With a 6,000 man Cornish army Warbeck enters Exeter. He then advances on Taunton.
Henry VII sends his chief general, Giles, Lord Daubeney, to attack the Cornish. Warbeck panics and deserts his army.
Warbeck is captured at Beaulieu Abbey in Hampshire.
1497 (October 4) -- Henry VII receives the surrender at Taunton of the remaining Cornish army. The ringleaders are executed and the others fined.
'Richard’ was imprisoned, first at Taunton, then at the Tower of London. He was paraded through the streets on horseback, while on-lookers hooted and hallowed at him in derision.

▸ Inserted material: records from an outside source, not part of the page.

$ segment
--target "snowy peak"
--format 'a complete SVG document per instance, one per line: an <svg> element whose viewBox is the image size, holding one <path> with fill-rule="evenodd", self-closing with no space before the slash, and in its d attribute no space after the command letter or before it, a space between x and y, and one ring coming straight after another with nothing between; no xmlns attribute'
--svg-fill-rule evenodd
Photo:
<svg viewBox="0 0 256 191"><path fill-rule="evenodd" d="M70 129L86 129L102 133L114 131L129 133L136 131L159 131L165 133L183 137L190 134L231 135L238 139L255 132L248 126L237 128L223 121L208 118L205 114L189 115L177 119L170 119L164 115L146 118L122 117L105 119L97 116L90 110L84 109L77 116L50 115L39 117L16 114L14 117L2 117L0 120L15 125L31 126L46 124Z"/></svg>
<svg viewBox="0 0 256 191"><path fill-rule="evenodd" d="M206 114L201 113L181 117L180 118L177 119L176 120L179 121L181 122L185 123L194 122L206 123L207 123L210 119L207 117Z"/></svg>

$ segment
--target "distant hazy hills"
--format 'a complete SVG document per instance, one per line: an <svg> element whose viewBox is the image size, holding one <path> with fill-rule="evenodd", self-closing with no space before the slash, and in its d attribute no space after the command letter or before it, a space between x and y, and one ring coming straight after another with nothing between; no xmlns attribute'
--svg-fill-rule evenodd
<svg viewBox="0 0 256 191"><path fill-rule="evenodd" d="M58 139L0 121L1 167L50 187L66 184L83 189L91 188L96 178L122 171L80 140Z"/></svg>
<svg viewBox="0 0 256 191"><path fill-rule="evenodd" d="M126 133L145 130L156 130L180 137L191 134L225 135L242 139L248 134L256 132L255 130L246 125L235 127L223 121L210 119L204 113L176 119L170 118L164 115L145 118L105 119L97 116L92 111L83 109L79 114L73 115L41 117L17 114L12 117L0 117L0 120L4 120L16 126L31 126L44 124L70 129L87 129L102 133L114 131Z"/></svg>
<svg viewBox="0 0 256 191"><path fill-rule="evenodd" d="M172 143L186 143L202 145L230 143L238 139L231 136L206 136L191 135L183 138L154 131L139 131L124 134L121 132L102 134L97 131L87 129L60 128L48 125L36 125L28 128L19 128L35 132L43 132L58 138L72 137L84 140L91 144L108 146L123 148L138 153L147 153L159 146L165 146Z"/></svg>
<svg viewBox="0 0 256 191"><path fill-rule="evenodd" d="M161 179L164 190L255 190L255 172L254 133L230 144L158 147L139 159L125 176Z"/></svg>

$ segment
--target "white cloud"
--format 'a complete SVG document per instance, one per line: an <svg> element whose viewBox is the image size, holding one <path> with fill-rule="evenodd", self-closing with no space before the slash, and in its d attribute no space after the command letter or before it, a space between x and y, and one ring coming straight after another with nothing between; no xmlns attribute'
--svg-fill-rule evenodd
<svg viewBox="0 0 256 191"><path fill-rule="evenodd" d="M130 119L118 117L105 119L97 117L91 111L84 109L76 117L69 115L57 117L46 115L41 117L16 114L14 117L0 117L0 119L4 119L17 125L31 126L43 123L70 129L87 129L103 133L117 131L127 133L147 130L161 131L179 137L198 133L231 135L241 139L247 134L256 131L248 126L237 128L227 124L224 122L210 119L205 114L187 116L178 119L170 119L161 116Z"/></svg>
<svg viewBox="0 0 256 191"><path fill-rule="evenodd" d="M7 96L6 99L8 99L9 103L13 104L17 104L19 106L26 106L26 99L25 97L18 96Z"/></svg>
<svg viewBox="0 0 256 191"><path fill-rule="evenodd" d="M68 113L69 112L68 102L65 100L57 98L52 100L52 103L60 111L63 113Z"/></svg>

Warbeck and a genuine claimant to the throne, Edward, Earl of Warwick, try to escape.
1499 (Nov 23) – Warbeck captured again.
He is drawn on a hurdle (a moveable section of light fence) from the Tower to Tyburn, London. He reads aloud his "confession" and is hanged.
1674 – when the White Tower is being renovated, the skeletons of two children are discovered under the staircase leading to the chapel. Believing the remains were of the two princes, on the orders of Charles II, the remains were reburied in Westminster Abbey.
1933 – the grave of the children is exhumed and found to contain both human and animal bones.